Saturday, February 28, 2015

Radiation, Week Four

Kramer as a roasted turkey has returned, which I think is exponentially more amusing than my calendar with 19 roastings crossed off. Twelve more to go. 

Today, I had a port flush (I will be keeping my port in place for at least another year. The reasons will follow in a few weeks) and blood work. I also met with my medical oncologist, and we had an interesting discussion about life after radiation. 

Originally, my doctor told me that I would be taking the estrogen-inhibiting drug, Tamoxifen, for at least five years. This drug is usually given to pre-menopausal women to prevent a recurrence of estrogen-positive breast cancer. Tamoxifen, like almost every other prescription drug, has some side effects, which include hot flashes, blood clots, the possibility of uterine cancer, and others.

I'm now picking this up on Saturday.

Yesterday, our discussion included alternatives to a five year course of Tamoxifen, which might consist of two years of taking the drug, and then taking an aromatase inhibitor for another three years. An aromatase inhibitor also stops estrogen production, but in a different way, and also with side effects. Then he spoke about the possibility of giving me the drug Lupron, which takes the process a step further by putting me into full-blown menopause. Lupron is also given to men suffering from prostate cancer, to slow the progress of the disease. I would receive that every three months by injection for a couple of years, and then I would be assessed to determine if I am post-menopausal.

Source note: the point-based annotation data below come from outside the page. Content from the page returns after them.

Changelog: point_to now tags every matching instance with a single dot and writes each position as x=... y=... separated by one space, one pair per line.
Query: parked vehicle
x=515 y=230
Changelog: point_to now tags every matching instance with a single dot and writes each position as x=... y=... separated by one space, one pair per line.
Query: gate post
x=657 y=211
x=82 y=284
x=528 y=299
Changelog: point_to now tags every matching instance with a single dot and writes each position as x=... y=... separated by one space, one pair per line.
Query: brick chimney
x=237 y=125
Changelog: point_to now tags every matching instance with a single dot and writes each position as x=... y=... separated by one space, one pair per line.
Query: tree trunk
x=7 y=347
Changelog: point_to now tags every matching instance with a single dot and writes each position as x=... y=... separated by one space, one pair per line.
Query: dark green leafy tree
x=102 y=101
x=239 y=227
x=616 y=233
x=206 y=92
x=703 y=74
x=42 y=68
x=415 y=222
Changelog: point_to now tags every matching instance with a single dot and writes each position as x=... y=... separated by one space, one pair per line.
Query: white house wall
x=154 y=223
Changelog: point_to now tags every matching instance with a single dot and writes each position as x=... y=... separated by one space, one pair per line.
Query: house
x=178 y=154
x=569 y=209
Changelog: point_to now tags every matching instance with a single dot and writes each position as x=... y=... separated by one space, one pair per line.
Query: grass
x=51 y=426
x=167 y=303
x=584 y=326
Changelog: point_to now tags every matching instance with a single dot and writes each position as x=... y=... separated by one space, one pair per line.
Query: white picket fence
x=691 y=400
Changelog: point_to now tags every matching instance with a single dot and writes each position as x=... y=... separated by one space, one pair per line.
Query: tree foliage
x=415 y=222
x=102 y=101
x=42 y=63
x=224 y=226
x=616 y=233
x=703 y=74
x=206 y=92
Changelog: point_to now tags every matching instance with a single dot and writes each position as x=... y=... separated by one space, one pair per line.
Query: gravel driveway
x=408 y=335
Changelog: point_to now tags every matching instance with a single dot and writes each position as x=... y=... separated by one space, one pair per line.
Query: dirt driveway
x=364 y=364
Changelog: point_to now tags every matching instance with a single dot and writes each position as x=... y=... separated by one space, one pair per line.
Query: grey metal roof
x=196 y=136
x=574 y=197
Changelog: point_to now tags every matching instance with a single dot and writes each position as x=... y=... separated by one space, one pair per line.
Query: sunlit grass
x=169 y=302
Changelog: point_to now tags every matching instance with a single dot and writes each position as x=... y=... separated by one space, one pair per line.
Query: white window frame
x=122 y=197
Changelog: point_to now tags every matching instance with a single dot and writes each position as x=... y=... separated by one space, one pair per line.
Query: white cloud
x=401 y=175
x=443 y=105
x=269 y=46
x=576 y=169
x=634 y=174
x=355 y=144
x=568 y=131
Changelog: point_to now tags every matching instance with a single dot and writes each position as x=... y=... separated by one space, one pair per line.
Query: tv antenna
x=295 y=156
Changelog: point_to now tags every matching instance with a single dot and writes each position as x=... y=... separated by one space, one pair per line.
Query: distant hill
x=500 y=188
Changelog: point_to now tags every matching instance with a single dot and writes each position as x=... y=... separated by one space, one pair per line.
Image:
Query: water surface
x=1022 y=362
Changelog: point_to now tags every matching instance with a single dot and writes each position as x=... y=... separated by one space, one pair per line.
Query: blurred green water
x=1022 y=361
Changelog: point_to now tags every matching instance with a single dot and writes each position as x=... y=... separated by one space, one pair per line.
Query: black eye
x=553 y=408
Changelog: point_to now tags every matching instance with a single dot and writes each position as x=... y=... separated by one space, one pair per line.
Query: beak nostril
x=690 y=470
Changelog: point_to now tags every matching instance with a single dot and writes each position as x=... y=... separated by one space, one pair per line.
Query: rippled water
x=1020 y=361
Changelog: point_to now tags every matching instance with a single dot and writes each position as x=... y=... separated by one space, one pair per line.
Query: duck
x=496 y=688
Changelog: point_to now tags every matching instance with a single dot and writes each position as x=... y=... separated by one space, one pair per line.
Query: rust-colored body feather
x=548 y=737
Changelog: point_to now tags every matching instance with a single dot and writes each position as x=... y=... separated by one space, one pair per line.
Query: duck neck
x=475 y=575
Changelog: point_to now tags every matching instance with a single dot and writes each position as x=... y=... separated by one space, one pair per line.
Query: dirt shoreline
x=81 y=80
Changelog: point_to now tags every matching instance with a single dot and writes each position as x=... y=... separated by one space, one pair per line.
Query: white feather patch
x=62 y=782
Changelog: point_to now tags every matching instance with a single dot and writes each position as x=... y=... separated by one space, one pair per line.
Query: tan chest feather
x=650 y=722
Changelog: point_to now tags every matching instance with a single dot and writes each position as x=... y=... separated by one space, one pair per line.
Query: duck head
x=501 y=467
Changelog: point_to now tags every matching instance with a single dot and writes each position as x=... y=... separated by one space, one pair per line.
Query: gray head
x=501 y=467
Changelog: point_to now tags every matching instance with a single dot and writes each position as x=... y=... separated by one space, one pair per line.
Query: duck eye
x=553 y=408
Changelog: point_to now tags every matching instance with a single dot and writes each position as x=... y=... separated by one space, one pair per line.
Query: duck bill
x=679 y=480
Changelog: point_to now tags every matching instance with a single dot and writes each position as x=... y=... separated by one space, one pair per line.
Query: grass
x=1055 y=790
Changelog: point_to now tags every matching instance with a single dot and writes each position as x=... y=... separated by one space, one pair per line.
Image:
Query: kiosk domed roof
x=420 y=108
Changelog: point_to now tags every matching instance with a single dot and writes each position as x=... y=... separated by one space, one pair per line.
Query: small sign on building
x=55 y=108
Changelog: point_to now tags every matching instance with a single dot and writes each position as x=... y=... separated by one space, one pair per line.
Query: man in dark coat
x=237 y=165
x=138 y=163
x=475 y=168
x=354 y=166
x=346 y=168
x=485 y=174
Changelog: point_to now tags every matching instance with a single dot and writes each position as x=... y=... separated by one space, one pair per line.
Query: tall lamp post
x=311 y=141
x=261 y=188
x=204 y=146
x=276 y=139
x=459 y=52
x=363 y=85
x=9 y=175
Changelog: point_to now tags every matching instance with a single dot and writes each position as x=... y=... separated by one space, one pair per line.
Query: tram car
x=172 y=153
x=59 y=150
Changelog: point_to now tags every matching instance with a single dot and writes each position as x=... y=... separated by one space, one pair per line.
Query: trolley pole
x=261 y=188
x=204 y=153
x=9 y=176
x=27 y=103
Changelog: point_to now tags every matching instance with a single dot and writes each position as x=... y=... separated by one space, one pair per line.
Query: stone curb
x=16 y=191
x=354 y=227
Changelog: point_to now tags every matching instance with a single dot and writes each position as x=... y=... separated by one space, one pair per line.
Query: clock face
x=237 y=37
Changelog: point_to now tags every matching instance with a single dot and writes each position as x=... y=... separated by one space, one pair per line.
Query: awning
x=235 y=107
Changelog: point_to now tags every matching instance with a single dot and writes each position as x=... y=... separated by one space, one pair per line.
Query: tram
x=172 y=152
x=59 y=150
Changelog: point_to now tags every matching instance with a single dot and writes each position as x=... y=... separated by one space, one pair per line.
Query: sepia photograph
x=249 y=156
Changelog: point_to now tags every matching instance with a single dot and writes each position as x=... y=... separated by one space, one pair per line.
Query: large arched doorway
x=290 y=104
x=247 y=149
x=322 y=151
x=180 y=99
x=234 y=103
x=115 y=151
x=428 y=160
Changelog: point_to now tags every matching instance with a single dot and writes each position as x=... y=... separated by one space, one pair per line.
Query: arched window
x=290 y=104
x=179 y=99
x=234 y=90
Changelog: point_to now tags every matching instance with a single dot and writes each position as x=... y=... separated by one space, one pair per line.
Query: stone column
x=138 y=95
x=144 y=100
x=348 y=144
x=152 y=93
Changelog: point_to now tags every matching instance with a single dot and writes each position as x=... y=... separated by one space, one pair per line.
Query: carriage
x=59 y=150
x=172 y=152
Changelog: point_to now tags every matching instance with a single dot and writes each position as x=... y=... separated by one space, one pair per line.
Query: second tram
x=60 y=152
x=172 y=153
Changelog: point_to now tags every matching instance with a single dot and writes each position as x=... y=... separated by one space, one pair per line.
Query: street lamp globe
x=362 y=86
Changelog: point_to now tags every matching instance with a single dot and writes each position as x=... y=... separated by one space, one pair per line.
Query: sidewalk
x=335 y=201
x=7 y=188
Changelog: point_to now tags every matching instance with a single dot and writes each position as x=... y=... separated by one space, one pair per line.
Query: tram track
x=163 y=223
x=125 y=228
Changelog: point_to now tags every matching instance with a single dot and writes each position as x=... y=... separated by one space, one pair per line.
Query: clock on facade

Then came the most drastic option, which would be having my ovaries removed. I was kind of surprised that he presented this as a choice, since my genetic test came back negative for the BRCA gene. The more I've thought about it over the past 24 hours, the more I see the logic behind that choice; I willingly parted with my breasts to reduce the possibility of recurrence, and since my cancer was estrogen-positive, why not remove the last estrogen-producing body part I have, rather than bombing it with more drugs? Of course, I have not made any decisions yet, other than agreeing to go with Lupron as opposed to Tamoxifen to start, and then I will consider permanently closing down my egg farm. I'm turning 48 in May, so the likelihood of one of those eggs being fertilized is nil.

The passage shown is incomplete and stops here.